Wielkanoc bezdomnych
https://www.youtube.com/watch?v=LRP8d7hhpoQ
Przykurczeni jak widma człowiecze,
z rozdartymi przez życie duszami,
są jak cienie, gasnące co wieczór,
i przez Boga od lat zapomniani.
Do święconki siadają z fasonem,
na krzesełkach z przydrożnych kamieni.
Brudny stolik ze starej opony,
a w koszyku pół litra nadziei.
Paląc pety, biadolą nad światem.
Łzy spijają, co z flaszki popłyną.
Na sumieniach przy łacie jest łata,
w sercach wielki apetyt na miłość.
Kiedy brzuchy będziemy napychać,
stertą jajek, kiełbasek, bigosów,
owładnięci świątecznym przepychem,
zapomnimy o bezdomnym losie.
link z filmem od Ziu-ki https://youtu.be/v-ET8mwPvwc

BordoBlues



Komentarze (173)
Super. Do przemyśleń i podumania w temacie
wdzięczności, za to co mamy.
Piękny wiersz, przeczytałam przed chwilą Twój
ostatni/po raz kolejny.
też świetny, a raczej oba świetne/ i widzę, że
odsyłasz do tego, ja go już kieyś czytałam, ale w
poprzednim wcieleniu, zatem dziś mogę go znów ocenić,
co z przyjemnością robię, bo to dobry wiersz, z
pięknym humanistycznym przesłaniem, Arku.
Pozdrawiam Cię serdecznie, miłej niedzieli życząc :)
Cieszę się Gabi z Twoich odwiedzin. :):)
Przepiękny, wzruszający wiersz.
Pozdrawiam serdecznie Arku:))
Nie znalazłam mojego komentarza
ale punkt już dawno dałam
i drugiego dać nie mogę...a szkoda.
No właśnie "kiedy brzuchy będziemy napychać"-pomyslmy
o nich...czy da się coś zrobić...
Przejmujący wiersz...pozdrawiam
Przejmujące wersy.
Przywiódł mnie tu tytuł wiersza.Lata mijają i nic się
nie zmieniło... bezdomni nadal są wciąż jakby przez
Boga zapomniani.
Bardzo ciekawie piszesz. Muszę przyznać, że mam
wyrzuty sumienia, że tak mało czasu poświęcam na
poznanie Twoich wierszy. Ale jak będę na emeryturze
wszystko nadrobię. Dziś życzę Ci spokojnych, zdrowych,
rodzinnych Świat Wielkanocnych :)
Łódź pozdrawia. Nie wybierasz się do Córy na święta?
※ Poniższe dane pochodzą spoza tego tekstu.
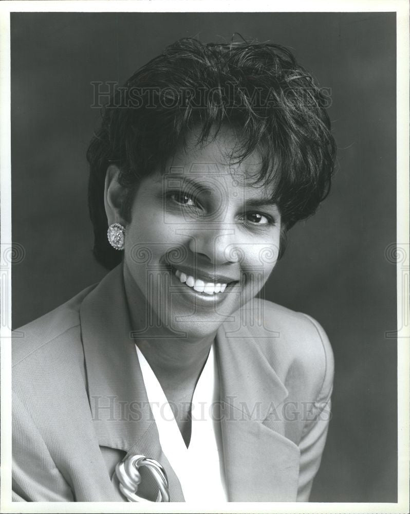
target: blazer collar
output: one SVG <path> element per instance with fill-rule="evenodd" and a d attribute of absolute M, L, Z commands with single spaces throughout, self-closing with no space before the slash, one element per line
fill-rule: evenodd
<path fill-rule="evenodd" d="M 145 452 L 164 466 L 173 501 L 180 485 L 162 453 L 134 341 L 119 265 L 84 299 L 80 309 L 88 395 L 100 446 L 127 454 Z M 246 306 L 222 324 L 216 338 L 221 426 L 230 501 L 296 498 L 299 450 L 276 431 L 272 414 L 288 392 L 259 346 Z M 268 336 L 271 339 L 271 335 Z M 291 470 L 284 474 L 283 470 Z"/>

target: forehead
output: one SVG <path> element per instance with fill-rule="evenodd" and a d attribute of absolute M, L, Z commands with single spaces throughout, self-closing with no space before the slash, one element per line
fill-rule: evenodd
<path fill-rule="evenodd" d="M 190 180 L 205 180 L 215 184 L 229 182 L 241 189 L 252 189 L 254 193 L 269 196 L 271 188 L 258 180 L 262 156 L 257 150 L 240 162 L 237 155 L 240 141 L 234 129 L 222 127 L 216 137 L 204 144 L 199 144 L 199 131 L 187 134 L 184 144 L 180 144 L 167 163 L 165 174 L 167 177 L 183 176 Z"/>

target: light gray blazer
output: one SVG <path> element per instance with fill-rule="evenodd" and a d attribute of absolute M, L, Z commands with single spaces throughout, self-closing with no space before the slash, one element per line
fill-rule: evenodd
<path fill-rule="evenodd" d="M 307 501 L 330 417 L 327 337 L 310 317 L 262 300 L 231 317 L 215 345 L 229 501 Z M 14 333 L 13 501 L 124 501 L 114 468 L 133 453 L 160 462 L 171 501 L 184 501 L 131 330 L 120 265 Z M 143 483 L 138 493 L 155 498 Z"/>

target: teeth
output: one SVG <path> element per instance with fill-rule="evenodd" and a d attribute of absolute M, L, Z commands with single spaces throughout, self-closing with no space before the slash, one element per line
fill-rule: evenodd
<path fill-rule="evenodd" d="M 202 280 L 196 280 L 194 284 L 194 289 L 198 292 L 203 292 L 205 288 L 205 282 Z"/>
<path fill-rule="evenodd" d="M 203 292 L 206 292 L 207 295 L 213 295 L 215 292 L 215 286 L 211 283 L 206 284 L 205 287 L 203 288 Z"/>
<path fill-rule="evenodd" d="M 179 269 L 175 271 L 175 275 L 179 279 L 182 283 L 185 283 L 190 287 L 193 287 L 195 291 L 198 292 L 204 292 L 207 295 L 215 295 L 218 292 L 223 292 L 228 284 L 214 284 L 213 282 L 207 282 L 197 279 L 196 280 L 191 275 L 187 275 Z"/>

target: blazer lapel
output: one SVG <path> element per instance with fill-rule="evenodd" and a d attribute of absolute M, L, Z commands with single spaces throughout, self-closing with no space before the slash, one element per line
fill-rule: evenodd
<path fill-rule="evenodd" d="M 299 449 L 281 435 L 280 424 L 272 415 L 288 392 L 259 347 L 257 339 L 266 338 L 266 333 L 254 326 L 248 328 L 246 320 L 237 315 L 222 323 L 216 338 L 229 500 L 294 501 Z M 127 456 L 140 453 L 156 459 L 166 472 L 171 501 L 183 501 L 178 478 L 161 449 L 131 337 L 122 266 L 87 295 L 80 317 L 90 406 L 99 445 L 122 450 Z M 112 481 L 116 484 L 115 476 Z M 144 484 L 146 497 L 155 498 L 155 484 L 149 480 Z"/>
<path fill-rule="evenodd" d="M 121 265 L 87 296 L 80 318 L 90 407 L 99 445 L 122 450 L 126 456 L 140 453 L 155 458 L 166 472 L 171 501 L 183 501 L 178 478 L 161 449 L 131 337 Z M 143 493 L 155 499 L 158 489 L 149 476 L 144 481 Z M 115 476 L 112 481 L 117 487 Z"/>
<path fill-rule="evenodd" d="M 260 350 L 257 340 L 266 333 L 248 328 L 245 314 L 222 324 L 216 338 L 229 499 L 295 501 L 300 450 L 277 431 L 273 415 L 288 391 Z"/>

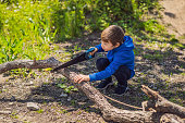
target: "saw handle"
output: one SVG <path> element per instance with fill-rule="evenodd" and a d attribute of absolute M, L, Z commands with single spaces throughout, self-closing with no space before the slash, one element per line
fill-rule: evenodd
<path fill-rule="evenodd" d="M 95 50 L 95 48 L 90 48 L 90 49 L 86 50 L 86 56 L 85 56 L 85 58 L 86 58 L 87 60 L 89 60 L 89 59 L 91 59 L 91 58 L 95 57 L 95 54 L 94 54 L 94 56 L 90 56 L 90 54 L 89 54 L 89 52 L 92 52 L 94 50 Z"/>

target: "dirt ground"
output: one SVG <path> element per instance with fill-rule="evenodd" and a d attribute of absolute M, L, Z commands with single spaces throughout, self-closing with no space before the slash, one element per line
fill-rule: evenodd
<path fill-rule="evenodd" d="M 166 25 L 171 23 L 169 32 L 174 30 L 170 33 L 175 33 L 178 37 L 185 35 L 185 1 L 160 2 L 165 8 L 164 23 Z M 67 61 L 70 57 L 63 52 L 63 49 L 71 51 L 76 45 L 87 49 L 99 42 L 100 33 L 95 33 L 67 44 L 58 44 L 60 49 L 54 52 L 54 58 Z M 152 45 L 152 50 L 146 42 L 135 44 L 136 75 L 128 81 L 130 90 L 124 96 L 113 96 L 114 86 L 101 93 L 119 101 L 141 107 L 141 102 L 149 99 L 140 90 L 144 84 L 159 91 L 170 101 L 185 107 L 185 49 L 171 49 L 170 44 L 159 47 L 159 44 Z M 160 56 L 155 56 L 156 53 Z M 99 57 L 104 57 L 104 53 L 70 69 L 83 74 L 97 72 L 95 62 Z M 91 85 L 96 86 L 98 83 Z M 73 86 L 62 75 L 52 74 L 48 70 L 34 70 L 28 77 L 12 76 L 9 73 L 0 74 L 0 123 L 112 123 L 103 120 L 97 106 L 83 93 L 71 90 L 67 94 L 58 86 L 59 84 Z M 30 111 L 27 102 L 34 102 L 39 110 Z M 120 109 L 136 110 L 113 101 L 110 103 Z"/>
<path fill-rule="evenodd" d="M 185 37 L 185 0 L 160 0 L 163 7 L 162 22 L 176 38 Z M 185 44 L 185 39 L 181 39 Z"/>

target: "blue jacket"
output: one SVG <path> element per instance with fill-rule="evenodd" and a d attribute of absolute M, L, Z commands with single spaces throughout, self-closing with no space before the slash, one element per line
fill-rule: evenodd
<path fill-rule="evenodd" d="M 106 67 L 106 70 L 90 74 L 90 82 L 110 77 L 121 65 L 126 65 L 131 70 L 131 78 L 135 75 L 133 39 L 130 36 L 124 36 L 124 40 L 125 41 L 120 47 L 108 51 L 107 58 L 110 61 L 110 64 Z M 98 48 L 98 52 L 104 51 L 101 48 L 101 44 L 96 46 L 96 48 Z"/>

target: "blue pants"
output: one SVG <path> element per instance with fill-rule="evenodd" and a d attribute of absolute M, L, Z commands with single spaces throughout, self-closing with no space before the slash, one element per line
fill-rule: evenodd
<path fill-rule="evenodd" d="M 109 64 L 110 62 L 107 58 L 100 58 L 96 62 L 96 66 L 99 72 L 103 71 Z M 121 65 L 113 75 L 115 76 L 120 85 L 127 87 L 127 81 L 131 77 L 131 70 L 127 66 Z M 106 78 L 106 81 L 111 82 L 112 77 L 110 76 Z"/>

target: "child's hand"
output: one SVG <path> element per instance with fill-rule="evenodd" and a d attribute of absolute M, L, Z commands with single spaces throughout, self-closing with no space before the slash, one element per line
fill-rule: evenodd
<path fill-rule="evenodd" d="M 97 48 L 95 48 L 95 50 L 94 51 L 91 51 L 91 52 L 89 52 L 89 54 L 90 56 L 94 56 L 95 54 L 95 52 L 97 52 L 98 51 L 98 49 Z"/>
<path fill-rule="evenodd" d="M 74 76 L 74 82 L 75 83 L 81 83 L 81 82 L 89 82 L 90 81 L 90 77 L 89 75 L 83 75 L 83 74 L 79 74 L 79 75 L 76 75 Z"/>

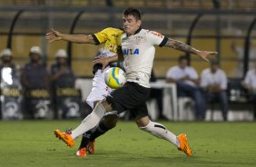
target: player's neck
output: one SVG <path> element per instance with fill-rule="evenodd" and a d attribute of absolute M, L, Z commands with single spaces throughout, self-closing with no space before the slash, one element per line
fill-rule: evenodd
<path fill-rule="evenodd" d="M 142 27 L 140 26 L 140 27 L 139 27 L 136 31 L 134 31 L 133 33 L 131 33 L 130 34 L 128 34 L 128 36 L 133 35 L 133 34 L 136 34 L 140 33 L 141 30 L 142 30 Z"/>

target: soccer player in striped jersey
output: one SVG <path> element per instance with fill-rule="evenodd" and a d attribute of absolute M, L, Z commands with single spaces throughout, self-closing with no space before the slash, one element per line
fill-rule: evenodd
<path fill-rule="evenodd" d="M 135 116 L 134 121 L 141 130 L 168 141 L 188 156 L 192 156 L 186 134 L 176 136 L 164 125 L 149 119 L 145 102 L 150 94 L 149 80 L 155 54 L 154 46 L 165 46 L 194 54 L 206 61 L 208 61 L 207 56 L 217 54 L 217 53 L 199 51 L 157 32 L 143 29 L 141 25 L 142 19 L 139 10 L 135 8 L 125 9 L 123 12 L 125 33 L 121 36 L 121 41 L 127 82 L 123 86 L 113 91 L 105 99 L 98 103 L 92 113 L 84 119 L 74 131 L 68 133 L 54 131 L 54 134 L 68 146 L 74 146 L 74 140 L 96 126 L 107 113 L 115 110 L 120 113 L 129 110 Z"/>
<path fill-rule="evenodd" d="M 64 40 L 77 44 L 92 44 L 95 45 L 104 44 L 100 56 L 96 59 L 97 63 L 94 65 L 93 73 L 94 76 L 93 79 L 93 88 L 86 99 L 86 103 L 93 109 L 97 102 L 103 100 L 113 91 L 104 82 L 104 74 L 111 66 L 114 66 L 115 64 L 106 62 L 113 62 L 113 56 L 116 55 L 118 52 L 121 52 L 121 35 L 123 34 L 123 31 L 122 29 L 112 27 L 89 35 L 62 34 L 54 29 L 46 34 L 46 39 L 49 42 Z M 102 61 L 104 62 L 104 65 L 102 65 Z M 94 140 L 115 127 L 117 119 L 116 112 L 112 112 L 104 116 L 96 127 L 84 133 L 76 155 L 84 157 L 87 155 L 87 152 L 94 153 Z"/>

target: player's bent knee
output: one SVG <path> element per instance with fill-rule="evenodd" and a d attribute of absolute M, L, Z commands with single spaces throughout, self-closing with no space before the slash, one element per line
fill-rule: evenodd
<path fill-rule="evenodd" d="M 135 122 L 139 128 L 145 127 L 149 124 L 150 119 L 148 116 L 141 117 L 141 118 L 135 118 Z"/>
<path fill-rule="evenodd" d="M 101 103 L 101 104 L 104 107 L 104 109 L 105 109 L 106 112 L 111 112 L 111 111 L 113 111 L 111 104 L 110 104 L 107 101 L 103 100 L 103 101 L 101 101 L 100 103 Z"/>
<path fill-rule="evenodd" d="M 109 128 L 114 128 L 116 126 L 116 123 L 118 121 L 118 116 L 117 115 L 107 115 L 104 117 L 104 124 L 107 124 Z"/>

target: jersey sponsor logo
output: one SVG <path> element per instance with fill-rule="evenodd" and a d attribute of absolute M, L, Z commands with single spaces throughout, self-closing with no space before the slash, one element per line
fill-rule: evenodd
<path fill-rule="evenodd" d="M 140 50 L 138 48 L 136 49 L 123 49 L 123 55 L 136 55 L 140 54 Z"/>
<path fill-rule="evenodd" d="M 135 44 L 140 44 L 143 42 L 143 36 L 136 36 Z"/>
<path fill-rule="evenodd" d="M 118 35 L 118 34 L 112 34 L 112 36 L 114 36 L 114 37 L 119 37 L 119 35 Z"/>

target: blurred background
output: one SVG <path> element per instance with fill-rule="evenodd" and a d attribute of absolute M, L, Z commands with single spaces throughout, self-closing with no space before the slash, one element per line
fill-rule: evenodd
<path fill-rule="evenodd" d="M 229 85 L 239 84 L 229 87 L 230 108 L 232 107 L 232 103 L 238 103 L 238 106 L 243 106 L 239 111 L 242 111 L 243 113 L 243 111 L 252 113 L 249 114 L 249 118 L 243 115 L 238 120 L 253 120 L 253 112 L 251 112 L 253 109 L 248 107 L 250 103 L 246 90 L 243 90 L 240 84 L 246 73 L 255 68 L 255 0 L 0 0 L 0 50 L 9 48 L 12 51 L 12 62 L 15 64 L 17 77 L 23 74 L 19 69 L 24 69 L 25 64 L 29 62 L 33 46 L 40 47 L 40 53 L 37 54 L 40 54 L 42 64 L 47 69 L 56 61 L 58 50 L 65 50 L 65 58 L 73 72 L 74 85 L 71 84 L 58 88 L 74 88 L 65 95 L 70 97 L 70 94 L 75 94 L 74 99 L 78 96 L 80 99 L 84 99 L 91 90 L 92 61 L 103 45 L 77 44 L 63 41 L 49 44 L 44 34 L 52 28 L 66 34 L 89 34 L 108 26 L 122 27 L 122 12 L 130 6 L 139 8 L 143 12 L 143 28 L 157 31 L 200 50 L 217 51 L 219 65 L 225 72 Z M 155 78 L 160 81 L 165 80 L 168 69 L 177 64 L 178 57 L 182 54 L 184 54 L 168 48 L 156 47 L 153 64 Z M 199 74 L 203 69 L 209 67 L 209 64 L 202 62 L 196 56 L 189 54 L 186 56 L 189 64 Z M 6 85 L 2 84 L 2 81 L 3 90 Z M 256 83 L 253 84 L 256 85 Z M 43 86 L 44 90 L 48 87 Z M 19 86 L 15 86 L 15 89 L 20 93 L 17 95 L 22 96 L 19 103 L 25 101 L 25 86 L 22 82 Z M 239 92 L 234 92 L 234 89 Z M 77 90 L 79 93 L 76 92 Z M 164 90 L 162 91 L 164 92 Z M 50 91 L 49 93 L 51 93 Z M 38 93 L 42 95 L 44 92 Z M 5 103 L 8 94 L 10 96 L 10 93 L 2 93 L 1 96 L 2 117 L 3 111 L 6 110 Z M 43 97 L 40 96 L 40 98 L 42 100 Z M 45 99 L 45 94 L 44 98 Z M 55 98 L 46 99 L 47 102 L 50 101 L 50 103 L 53 103 Z M 63 101 L 65 102 L 65 100 Z M 81 103 L 77 99 L 71 101 Z M 161 102 L 160 104 L 162 103 Z M 30 116 L 33 113 L 27 112 L 27 106 L 28 104 L 21 106 L 23 110 L 20 111 L 23 111 L 23 115 L 26 115 L 23 118 L 47 117 L 45 116 L 47 113 L 42 113 L 42 116 L 34 114 Z M 60 110 L 50 104 L 49 106 L 52 111 Z M 160 110 L 162 111 L 162 108 L 164 108 L 164 103 Z M 66 109 L 62 110 L 61 113 L 52 112 L 54 113 L 49 117 L 68 117 L 63 115 Z M 81 113 L 80 109 L 79 111 Z M 81 114 L 74 112 L 73 116 L 70 117 L 80 116 Z M 174 118 L 165 116 L 164 119 L 173 120 Z"/>

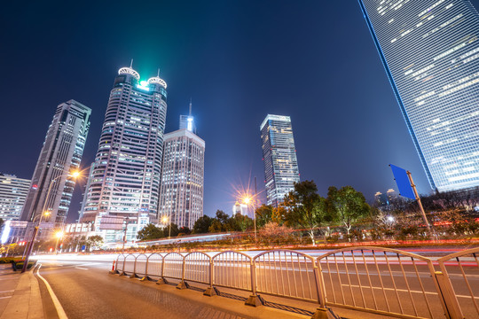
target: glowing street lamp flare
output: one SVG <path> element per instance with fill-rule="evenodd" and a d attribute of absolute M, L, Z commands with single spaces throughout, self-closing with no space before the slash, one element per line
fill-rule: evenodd
<path fill-rule="evenodd" d="M 249 202 L 251 202 L 251 198 L 249 196 L 243 198 L 243 203 L 245 203 L 246 205 L 248 205 Z"/>

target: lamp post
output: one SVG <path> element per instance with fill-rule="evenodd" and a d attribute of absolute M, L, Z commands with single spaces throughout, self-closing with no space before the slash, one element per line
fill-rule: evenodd
<path fill-rule="evenodd" d="M 130 221 L 130 217 L 125 218 L 125 232 L 123 233 L 123 247 L 122 248 L 122 253 L 125 253 L 125 244 L 126 244 L 126 231 L 128 230 L 128 222 Z"/>
<path fill-rule="evenodd" d="M 46 195 L 45 200 L 43 202 L 43 207 L 42 208 L 42 214 L 40 214 L 40 220 L 38 221 L 38 224 L 35 226 L 34 232 L 33 232 L 33 235 L 32 235 L 32 240 L 30 242 L 30 245 L 28 245 L 28 249 L 27 250 L 27 255 L 25 256 L 25 261 L 23 261 L 23 268 L 21 268 L 22 273 L 24 273 L 27 270 L 27 268 L 28 267 L 28 259 L 30 258 L 30 254 L 32 253 L 32 249 L 33 249 L 33 245 L 34 245 L 34 243 L 35 243 L 35 238 L 36 237 L 36 233 L 38 233 L 38 229 L 40 228 L 40 224 L 42 223 L 42 218 L 43 217 L 43 215 L 49 215 L 50 214 L 50 213 L 45 214 L 45 208 L 46 208 L 48 199 L 50 198 L 50 192 L 51 191 L 51 186 L 53 186 L 53 183 L 55 182 L 57 182 L 57 180 L 59 178 L 64 177 L 65 175 L 61 175 L 59 176 L 57 176 L 57 177 L 53 178 L 51 180 L 51 182 L 50 182 L 47 195 Z M 74 173 L 71 174 L 71 176 L 74 177 L 74 178 L 76 178 L 79 175 L 80 175 L 80 172 L 78 172 L 78 171 L 74 172 Z M 37 217 L 37 216 L 35 216 L 35 217 Z M 32 222 L 35 222 L 35 217 L 34 217 Z"/>
<path fill-rule="evenodd" d="M 55 237 L 57 237 L 57 243 L 55 244 L 55 253 L 59 254 L 59 241 L 61 237 L 63 237 L 63 230 L 59 230 L 55 233 Z"/>
<path fill-rule="evenodd" d="M 161 222 L 163 222 L 164 224 L 166 224 L 169 221 L 168 216 L 163 216 L 161 218 Z M 168 233 L 168 239 L 169 240 L 171 238 L 171 222 L 169 222 L 169 232 Z"/>
<path fill-rule="evenodd" d="M 243 203 L 249 206 L 249 204 L 253 200 L 253 222 L 255 224 L 255 244 L 257 244 L 256 239 L 256 198 L 253 198 L 248 194 L 243 198 Z"/>

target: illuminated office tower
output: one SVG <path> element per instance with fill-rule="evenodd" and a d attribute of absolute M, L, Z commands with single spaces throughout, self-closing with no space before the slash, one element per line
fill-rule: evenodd
<path fill-rule="evenodd" d="M 268 114 L 260 127 L 268 205 L 278 207 L 299 183 L 300 174 L 289 116 Z"/>
<path fill-rule="evenodd" d="M 157 218 L 167 113 L 167 84 L 155 76 L 140 81 L 122 67 L 114 79 L 95 163 L 90 168 L 81 222 L 105 215 Z"/>
<path fill-rule="evenodd" d="M 359 0 L 431 187 L 479 185 L 479 16 L 467 0 Z"/>
<path fill-rule="evenodd" d="M 0 218 L 4 221 L 18 221 L 27 194 L 30 189 L 30 180 L 0 173 Z"/>
<path fill-rule="evenodd" d="M 185 128 L 165 134 L 160 218 L 191 230 L 203 216 L 204 161 L 205 141 L 195 134 Z"/>
<path fill-rule="evenodd" d="M 33 221 L 44 206 L 51 213 L 46 222 L 56 226 L 65 222 L 75 183 L 71 173 L 80 168 L 90 113 L 89 107 L 75 100 L 57 107 L 35 167 L 22 221 Z"/>
<path fill-rule="evenodd" d="M 190 132 L 196 134 L 196 126 L 194 118 L 192 115 L 192 100 L 190 99 L 190 113 L 188 115 L 180 115 L 180 129 L 186 128 Z"/>

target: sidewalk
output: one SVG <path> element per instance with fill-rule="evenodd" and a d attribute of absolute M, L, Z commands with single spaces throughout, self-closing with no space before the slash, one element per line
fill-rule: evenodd
<path fill-rule="evenodd" d="M 0 319 L 43 318 L 40 287 L 33 270 L 20 274 L 11 264 L 0 265 Z"/>

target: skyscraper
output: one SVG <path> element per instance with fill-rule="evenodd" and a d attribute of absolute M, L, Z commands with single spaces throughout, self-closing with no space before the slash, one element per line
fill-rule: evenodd
<path fill-rule="evenodd" d="M 479 15 L 467 0 L 359 0 L 431 187 L 479 185 Z"/>
<path fill-rule="evenodd" d="M 44 206 L 51 212 L 48 221 L 55 225 L 65 222 L 75 188 L 70 173 L 80 167 L 90 114 L 89 107 L 75 100 L 57 107 L 35 167 L 22 221 L 33 221 Z"/>
<path fill-rule="evenodd" d="M 260 131 L 267 203 L 277 207 L 300 181 L 291 119 L 268 114 Z"/>
<path fill-rule="evenodd" d="M 167 84 L 140 81 L 131 66 L 114 79 L 95 163 L 90 169 L 82 222 L 113 215 L 137 223 L 156 221 L 167 113 Z"/>
<path fill-rule="evenodd" d="M 190 113 L 188 115 L 180 115 L 180 129 L 186 128 L 190 132 L 196 134 L 194 118 L 192 115 L 192 100 L 190 99 Z"/>
<path fill-rule="evenodd" d="M 185 128 L 165 134 L 160 218 L 192 229 L 203 216 L 204 160 L 205 141 L 195 134 Z"/>
<path fill-rule="evenodd" d="M 30 188 L 30 180 L 0 173 L 0 218 L 18 221 Z"/>

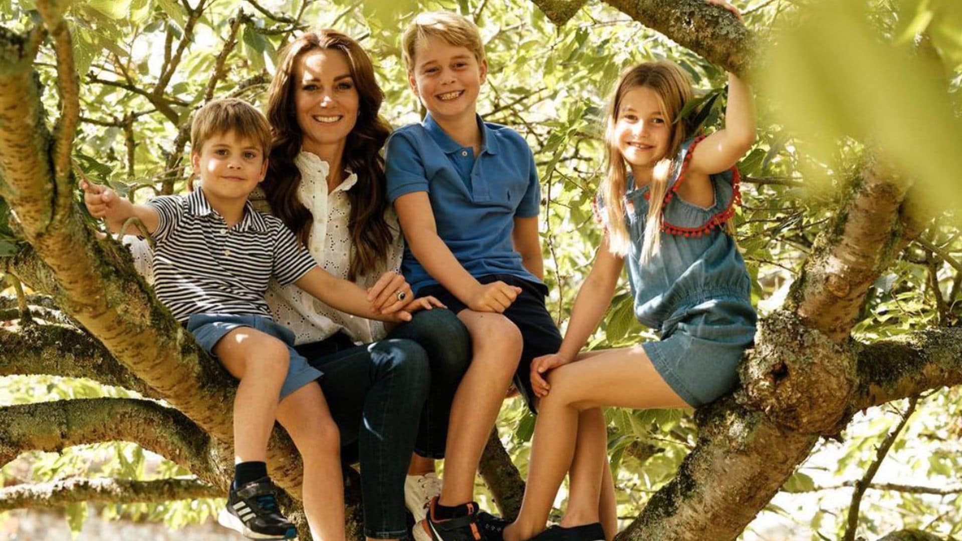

Bardzo wymowna, potrzebna melancholia, pozdrawiam
serdecznie.
Cieszę się Zofio, że znalazłaś ten wiersz.
Ponadczasowy.
Ważny.
Kolejne święta za chwilę.
piękny przekaz, ponadczasowy,
pozdrawiam Arku
Ciekawy temat, fajnie przedstawiony.
Pozdrawiam Arku.
Większość bezdomnych wygląda tak, jak na tym filmie,
ale zapewniam - są i tacy, którzy do końca walczą o
człowieczeństwo, starając się zachować czystość nie
tylko ciała, ale i duszy, pomagają innym. A znałam
takiego, który potrafił nie tylko to, ale i cieszył
się życiem, sam sie utrzymując z pracy własnych rąk.
Zmarł na skutek zatucia alkoholem, choć z nałogiem tez
walczył.
Tak, to wszystko jest smutne i przykre. Tak mało
możemy zrobić dla siebie nawzajem. Nie jest to
najlepszy ze światów. Bardzo dobre przesłanie.